Earnhardt Jr., Rudd make list of Top 10

By Jeff Birchfield

STAR Staff
jbirchfield@starhq.com

   It's hitting the final stretch in our quest to see who ranks as the top drivers in the NASCAR Winston Cup Series. Today, we will see some of the sport's most popular racers as we go from No. 13 to No. 9.
   13. Kevin Harvick (59 points)
   Harvick came off the record year of 2001 when he won the Busch Series championship and finished ninth in the Winston Cup standings after winning in just his third start.
   Then a disastrous early 2002 season came, culminating with Harvick's one-race suspension at Martinsville. Things did eventually turn around in a summer stretch, highlighted with a win at Chicago, but Harvick ended the season sub-par leading to questions of whether he is that good or is he benefiting primarily from past success.
   His three wins have come at Atlanta, where the team won the year before his arrival, and at the similarly shaped Chicagoland facility.

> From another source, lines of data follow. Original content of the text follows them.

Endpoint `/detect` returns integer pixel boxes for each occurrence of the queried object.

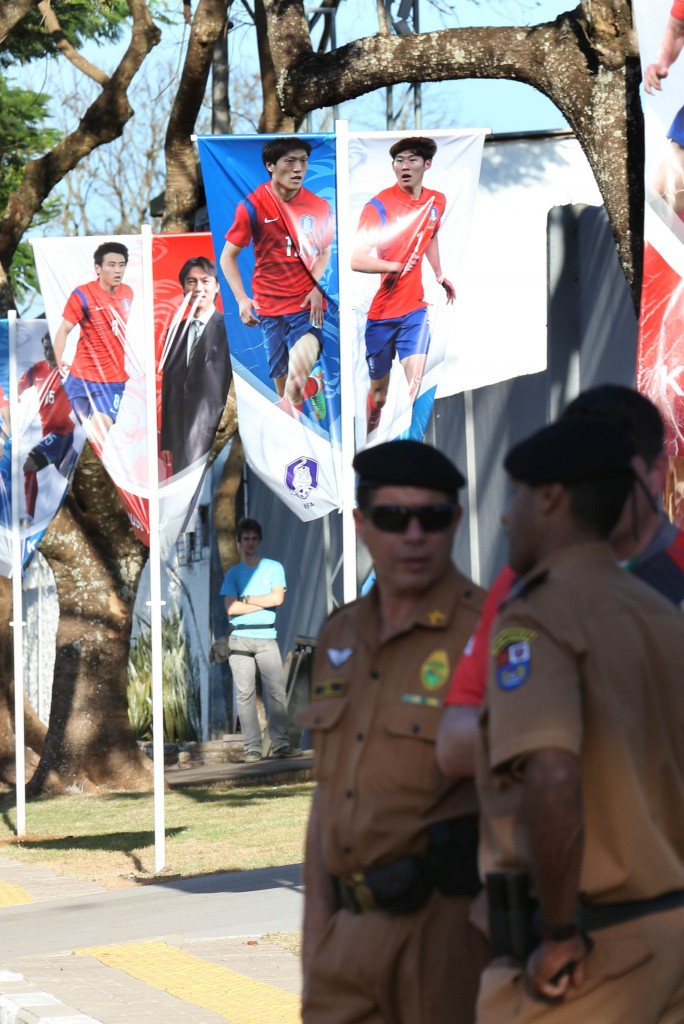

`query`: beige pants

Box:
[477,907,684,1024]
[302,892,489,1024]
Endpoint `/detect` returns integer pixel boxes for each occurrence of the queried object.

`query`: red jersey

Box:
[18,359,74,436]
[62,281,133,383]
[444,565,515,708]
[358,185,446,319]
[225,181,334,316]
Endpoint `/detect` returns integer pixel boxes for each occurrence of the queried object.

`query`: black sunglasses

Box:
[368,502,456,534]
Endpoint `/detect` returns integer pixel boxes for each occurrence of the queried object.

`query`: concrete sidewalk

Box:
[0,857,302,1024]
[0,758,311,1024]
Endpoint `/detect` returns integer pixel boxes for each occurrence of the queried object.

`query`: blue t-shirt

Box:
[220,558,287,640]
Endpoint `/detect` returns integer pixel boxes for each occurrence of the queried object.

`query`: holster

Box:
[333,817,481,913]
[484,871,539,961]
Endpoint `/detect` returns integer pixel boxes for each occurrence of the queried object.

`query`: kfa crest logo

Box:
[285,456,318,502]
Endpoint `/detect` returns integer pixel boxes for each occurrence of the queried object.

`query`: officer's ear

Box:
[535,483,569,515]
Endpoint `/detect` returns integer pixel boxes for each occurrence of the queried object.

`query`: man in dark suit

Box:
[161,256,231,475]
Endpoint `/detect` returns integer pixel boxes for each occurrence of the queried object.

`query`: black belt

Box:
[333,817,480,913]
[580,889,684,932]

   However, he won this year's prestigious IROC championship and finally ended a drought in Truck Series competition at Phoenix. Besides that, he has a bucket load of credentials, seven national go-kart championships, a Late Model track title at the famed Mesa Marin Speedway and a Southwest Tour championship.

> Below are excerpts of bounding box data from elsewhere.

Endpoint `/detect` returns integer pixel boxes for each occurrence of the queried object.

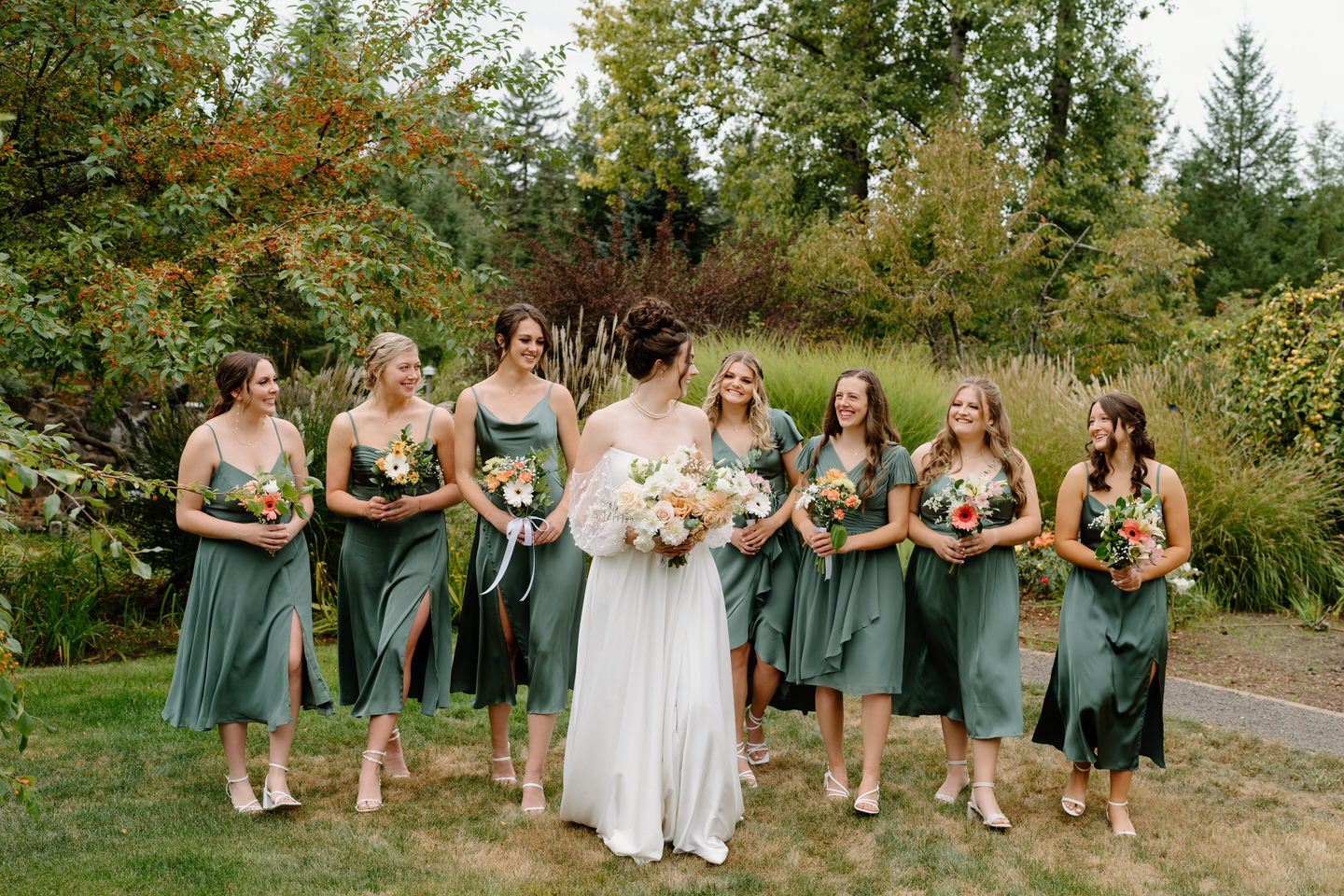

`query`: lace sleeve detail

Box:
[566,456,626,557]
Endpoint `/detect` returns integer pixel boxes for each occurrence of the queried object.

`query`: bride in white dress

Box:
[560,300,742,863]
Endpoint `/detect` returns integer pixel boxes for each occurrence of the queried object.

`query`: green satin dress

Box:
[891,470,1023,739]
[453,387,584,713]
[336,409,453,716]
[1030,471,1167,771]
[711,409,803,652]
[788,435,916,696]
[162,420,332,731]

   12. Sterling Marlin (62 points)
   One indisputable fact is that Marlin held the lead in the point standings (25 weeks) over three times longer than any other driver did this past season. It took Sterling 279 races before he ever reached victory lane in Winston Cup, but credit car owner Chip Ganassi for being a racer, someone who sees beyond the obvious in picking Marlin as his driver.

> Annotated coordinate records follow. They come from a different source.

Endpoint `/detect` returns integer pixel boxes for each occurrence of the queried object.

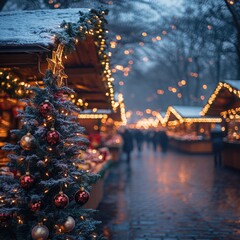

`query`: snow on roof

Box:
[0,8,89,46]
[224,80,240,90]
[172,106,202,118]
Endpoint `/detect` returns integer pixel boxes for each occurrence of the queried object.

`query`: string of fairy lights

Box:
[201,82,240,116]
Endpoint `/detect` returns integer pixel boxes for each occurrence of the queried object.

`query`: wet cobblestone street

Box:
[99,148,240,240]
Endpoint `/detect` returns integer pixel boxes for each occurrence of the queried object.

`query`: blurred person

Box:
[135,130,144,153]
[150,131,158,152]
[159,130,168,153]
[122,129,133,163]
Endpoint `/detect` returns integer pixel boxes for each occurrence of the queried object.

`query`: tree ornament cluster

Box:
[20,133,36,151]
[0,6,108,240]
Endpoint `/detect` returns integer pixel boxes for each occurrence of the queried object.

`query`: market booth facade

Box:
[164,106,222,153]
[0,9,115,164]
[0,9,122,216]
[201,80,240,169]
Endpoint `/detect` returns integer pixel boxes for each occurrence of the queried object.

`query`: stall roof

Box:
[0,8,83,48]
[201,80,240,117]
[164,106,201,122]
[172,106,202,118]
[164,106,222,123]
[0,8,114,109]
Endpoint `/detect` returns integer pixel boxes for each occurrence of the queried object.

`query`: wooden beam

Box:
[65,66,100,77]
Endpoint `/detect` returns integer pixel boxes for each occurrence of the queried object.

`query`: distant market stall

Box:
[201,80,240,169]
[164,106,222,153]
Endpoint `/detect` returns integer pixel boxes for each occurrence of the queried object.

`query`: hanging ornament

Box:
[53,191,69,209]
[59,108,68,116]
[47,128,60,146]
[20,172,35,190]
[20,133,36,150]
[29,200,42,212]
[62,216,75,232]
[32,224,49,240]
[44,115,55,127]
[38,100,53,118]
[74,187,90,206]
[53,91,68,102]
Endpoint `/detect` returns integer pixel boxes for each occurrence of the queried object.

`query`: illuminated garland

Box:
[54,9,115,108]
[164,106,222,126]
[0,70,30,99]
[201,82,240,116]
[220,107,240,118]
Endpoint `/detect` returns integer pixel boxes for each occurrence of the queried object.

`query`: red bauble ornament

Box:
[20,172,35,190]
[38,100,53,117]
[47,128,60,146]
[20,133,36,151]
[74,188,90,206]
[29,200,42,212]
[54,91,68,102]
[32,224,49,240]
[53,192,69,209]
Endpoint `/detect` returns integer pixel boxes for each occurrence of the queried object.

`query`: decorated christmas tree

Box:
[0,7,110,240]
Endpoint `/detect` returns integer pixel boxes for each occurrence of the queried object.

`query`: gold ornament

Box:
[20,133,36,150]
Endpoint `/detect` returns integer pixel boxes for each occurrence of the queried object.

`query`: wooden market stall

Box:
[0,8,115,207]
[79,94,127,160]
[0,9,114,162]
[164,106,222,153]
[202,80,240,169]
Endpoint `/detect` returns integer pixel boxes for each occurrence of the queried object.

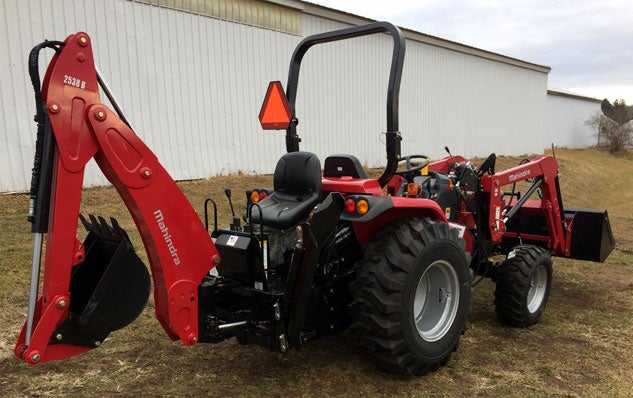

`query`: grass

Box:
[0,149,633,397]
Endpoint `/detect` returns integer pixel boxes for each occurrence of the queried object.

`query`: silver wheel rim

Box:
[413,260,459,342]
[527,265,547,314]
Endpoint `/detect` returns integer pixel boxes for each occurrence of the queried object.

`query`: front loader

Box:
[15,22,610,375]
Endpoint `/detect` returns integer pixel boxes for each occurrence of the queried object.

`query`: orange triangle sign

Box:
[259,81,292,130]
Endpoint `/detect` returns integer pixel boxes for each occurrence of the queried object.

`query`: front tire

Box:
[350,219,471,376]
[495,245,552,327]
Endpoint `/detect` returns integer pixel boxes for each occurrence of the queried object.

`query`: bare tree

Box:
[587,114,633,153]
[586,98,633,153]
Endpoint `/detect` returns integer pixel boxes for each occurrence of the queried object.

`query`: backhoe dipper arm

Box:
[15,32,220,364]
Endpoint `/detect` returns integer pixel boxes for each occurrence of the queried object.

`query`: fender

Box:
[341,195,448,245]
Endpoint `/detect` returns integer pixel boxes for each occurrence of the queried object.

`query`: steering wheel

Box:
[396,155,430,181]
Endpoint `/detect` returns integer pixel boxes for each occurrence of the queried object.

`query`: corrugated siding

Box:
[297,15,547,166]
[545,94,602,148]
[0,0,301,192]
[0,0,547,192]
[132,0,301,35]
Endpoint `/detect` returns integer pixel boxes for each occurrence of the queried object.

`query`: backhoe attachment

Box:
[15,32,220,364]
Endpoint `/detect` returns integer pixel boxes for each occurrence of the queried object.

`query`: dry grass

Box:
[0,149,633,397]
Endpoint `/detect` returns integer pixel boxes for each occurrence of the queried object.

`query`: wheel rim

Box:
[413,260,459,341]
[527,265,547,314]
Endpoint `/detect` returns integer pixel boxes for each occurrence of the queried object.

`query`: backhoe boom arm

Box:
[15,32,220,364]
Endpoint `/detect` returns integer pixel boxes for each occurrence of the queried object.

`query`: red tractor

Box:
[15,22,614,375]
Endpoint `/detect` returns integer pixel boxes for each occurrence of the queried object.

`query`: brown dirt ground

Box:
[0,149,633,397]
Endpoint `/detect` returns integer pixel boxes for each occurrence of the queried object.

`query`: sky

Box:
[308,0,633,105]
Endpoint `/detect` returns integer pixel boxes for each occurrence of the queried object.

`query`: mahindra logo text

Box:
[154,209,180,265]
[508,170,530,182]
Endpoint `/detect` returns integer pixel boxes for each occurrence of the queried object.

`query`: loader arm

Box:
[15,32,220,364]
[481,156,568,255]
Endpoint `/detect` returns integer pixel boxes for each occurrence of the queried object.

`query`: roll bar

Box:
[286,22,405,187]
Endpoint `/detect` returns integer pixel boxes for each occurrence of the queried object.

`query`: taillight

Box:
[345,198,369,216]
[251,191,261,203]
[356,199,369,216]
[407,183,418,198]
[345,199,356,213]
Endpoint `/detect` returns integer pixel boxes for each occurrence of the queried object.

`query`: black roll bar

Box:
[286,22,405,187]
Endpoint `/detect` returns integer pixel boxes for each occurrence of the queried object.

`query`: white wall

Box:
[545,91,602,148]
[0,0,548,192]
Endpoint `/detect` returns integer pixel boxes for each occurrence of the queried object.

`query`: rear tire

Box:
[350,219,471,376]
[495,245,552,327]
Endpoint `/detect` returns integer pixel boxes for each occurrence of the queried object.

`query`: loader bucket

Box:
[565,208,615,263]
[59,216,150,347]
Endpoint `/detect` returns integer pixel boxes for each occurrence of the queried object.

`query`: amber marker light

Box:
[251,191,260,203]
[345,199,356,213]
[407,183,418,197]
[356,199,369,216]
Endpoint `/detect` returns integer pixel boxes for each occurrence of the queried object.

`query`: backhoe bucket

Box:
[58,216,150,347]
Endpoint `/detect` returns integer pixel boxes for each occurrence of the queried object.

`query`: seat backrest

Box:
[273,152,321,195]
[323,155,369,179]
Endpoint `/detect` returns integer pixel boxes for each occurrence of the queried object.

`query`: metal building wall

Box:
[0,0,547,192]
[545,91,602,148]
[297,14,548,166]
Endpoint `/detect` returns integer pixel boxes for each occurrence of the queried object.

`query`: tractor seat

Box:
[251,152,321,229]
[323,155,369,179]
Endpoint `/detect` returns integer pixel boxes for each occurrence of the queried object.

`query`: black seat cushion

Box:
[252,152,321,229]
[323,155,369,179]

   His career stats aren't horrible mind you. Marlin is a ten-time winner with two wins in the Daytona 500, and has 11 career poles. He won three straight titles at Nashville Speedway and also is a former Winston Cup Rookie of the Year.
   11. Bill Elliott (63 points)
   The 16-time Most Popular Driver has his confidence back and is driving as good as ever. Some folks felt "Awesome Bill" got too much credit for being a great driver early in his career, as most of his record-setting 11 superspeedway wins in 1985 were Formula One style romps.
   He proved it wasn't all machine in 1988 beating Rusty Wallace in a tough title fight. Four years later, came close to scoring a second title while driving for Junior Johnson. However, Elliott won only two races the next two seasons and went winless for six more while fielding his own team.
   Certainly, he's driving a better car for Evernham than in recent years. But, Elliott has been best on flat ovals like Homestead, Indy and Pocono where it's vital to handle a sliding race car.
   His Hall of Fame numbers speak for themselves, 43 career wins (third among active drivers) and 55 career poles (number one among active drivers).
   10. Dale Earnhardt, Jr. (67 points)
   There is no question on the plate-tracks that the No. 8 is the dominant car in the field. But you have to give the driver some credit. Earnhardt's first win came at Texas and his second at Richmond. In 2002, Junior more laps and more miles than any other Winston Cup driver and scored five top fives in six short track races.
   In the Busch Series, Earnhardt has set a high standard. There he was a two-time champion and has thus far amassed 17 wins. Starting out at a late age compared to most of the series' newer drivers, Junior wasn't a frequent winner in Legends cars and in the NASCAR Weekly Racing Series. His learning curve was shortened however, by attending racing schools and playing a lot of the virtual racing computer games.
   There is also his celebrity status, which leads to dominance in souvenir sales. However, the mob scene that constantly surrounds Junior makes it difficult to maintain focus in trying to become champion.
   9. Ricky Rudd (69 points)
   Four seasons ago, Rudd was dangerously close to being stuck in the same rut as Elliott, playing the part of struggling owner-driver before teaming with Robert Yates.
   In a turmoil-filled 2002, Rudd won at Sears Point and finished tenth in points. Overall Ricky kept a pretty close pace with career numbers he has posted, as a winner of 23 WC races and 28 poles and a former IROC champion.
   What is most amazing about Rudd, whose racing background consisted of go-karts and motocross, is his first stock car race was a Winston Cup race at Rockingham. The concept of someone in 2003 going from karts to Cup is laughable.
   Even top open wheel racers get seasoning in a secondary series and that's generally been the rule throughout the sport's history. Take for example, Mario Andretti ran in the Late Model Sportsman race at Daytona for several years before his win in the 1967 Daytona 500. But, when Rudd won 1977 Rookie of the Year honors, he was a 21 year-old with less than two full years of stock car experience.